New financial reporting proposal for going concern gaining steam

 

By Ken Tysiac
November 8, 2012

Going-concern financial reporting in the United States appears headed for new requirements after FASB decided to adopt a new model this week in a project that still has several issues to be decided before the scheduled release of an exposure draft in the first half of next year.

The model under discussion would put the focus of financial reporting requirements for management’s assessment of going concern on the likelihood of an entity’s potential inability to meet its obligations within a reasonable amount of time as they come due, according to a summary of board decisions posted on FASB’s website.

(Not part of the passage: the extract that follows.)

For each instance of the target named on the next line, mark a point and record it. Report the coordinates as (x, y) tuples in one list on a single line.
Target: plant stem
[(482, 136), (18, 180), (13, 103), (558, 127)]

Management would assess the entity’s potential inability to continue as a going concern, and the need for related disclosures, each reporting period.

The triggering circumstance for management to begin disclosing an entity’s financial difficulties comes when it is “near more likely than not” that the entity may be unable to meet its obligations in the ordinary course of business within a reasonable amount of time from the balance sheet date.

Mitigating effects of management’s plans would be considered in assessing the need for disclosures, unless those plans involve actions that are outside the ordinary course of business.

When the likelihood of an entity’s inability to meet its obligations within a reasonable period rises to the level of probable, management would assert in the financial statements that there is substantial doubt about the entity’s ability to continue as a going concern. The effect of all management plans would be considered in evaluating the need for this assertion.

A reasonable amount of time is defined differently depending on the likelihood that an entity will not be able to meet its obligations:

  • The reasonable period is 12 months beyond the financial statement period end date for consideration of existing events or conditions that “may” result in an entity’s inability to meet its obligations.
  • The reasonable period can extend beyond 12 months but is not to exceed 24 months beyond the financial statement period end date when considering the effect of existing events or conditions that are considered “probable” of resulting in an entity’s inability to meet its obligations.



FASB decisions are tentative, can be changed, and are included in an exposure draft only after a formal written ballot. That potential for change is illustrated by the changes in direction in going concern reporting over the past 10 months.

In January, FASB decided not to require that management assess whether there is substantial doubt about an entity’s ability to continue as a going concern. At that point, board members decided such a requirement would be difficult to apply, and that financial statement users would benefit more from ongoing disclosures about risks and uncertainties.

But in May, the board decided to revisit the question of whether management should make a going-concern assessment. That decision came about as a result of the board’s decision not to pursue going-concern-type disclosures in its project about liquidity and interest rate risk disclosures.